New Scarier symptoms :(

Posted , 3 users are following.

Hi guys, I'm just wondering if anybody is experiencing what I am currently... Before I start I've already had blood tests 6 months ago which were all fine but am now awaiting some more I had done last week.

Okay so for 6 months I've had DP/DR. It was horrible but staying stable, not going anywhere and not getting that much worse. Basically feel drunk/ Tipsy, spaced out, confused, and like everything is a dream world , really horrible. However this past week things have gotten much worse .... I've woken up now 4 days in a row trying to even remember where and what I am supposed to be doing.

It's like I'm loosing my identity, like I've forgotten how to be normal? It's scaring me because I've never had it before but is really worrying me now.
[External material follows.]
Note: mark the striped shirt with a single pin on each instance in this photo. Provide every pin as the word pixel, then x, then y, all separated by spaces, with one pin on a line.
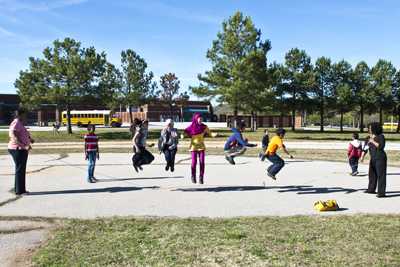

It's so so so hard to explain how I feel like impossible but I don't feel "right". It's like I'll be walking somewhere and I have to remind myself what I'm doing, I completely loose track of time if I shut my eyes I don't know if it's 7AM or 7PM.

I feel so confused and honestly am trying so hard t not having a panick attack... But yeah can anybody relate at all ?!

I feel like I don't even know where I am and what I'm supposed to be doing, like literally half of my brain is turned off! sad

I feel like I'm going crazy sad

0 likes, 4 replies

4 Replies

  • Posted

    Hello Alex. I'm new to this site, can you tell me what DR/DP stands for?

    • Posted

      Sure Depresonalization & DeRealization ,

      Horrible to live "normally" with.

    • Posted

      I see. I suffer with anxiety and depression and always had it under control with fluoxetine. Then about 2 months ago I decided I was 'better' and didn't need to take the medication. Bad idea. These past 2 weeks have been hell. I've been given diazepam to help me sleep but something is telling me these are making me more depressed so I'm going to try without one tonight. Are you taking medication?

  • Posted

    That is how anxiety, and panic is, we feel like were losing it, we just know we are. You are so anxiety ridden, and so full or angst, that  your head doesn't know if your coming or going. Why hasn't your doc started you on a antidepressant. What's the holdup. Has there been a discussion about meds yet. You certainly could use them. Please feel better soon.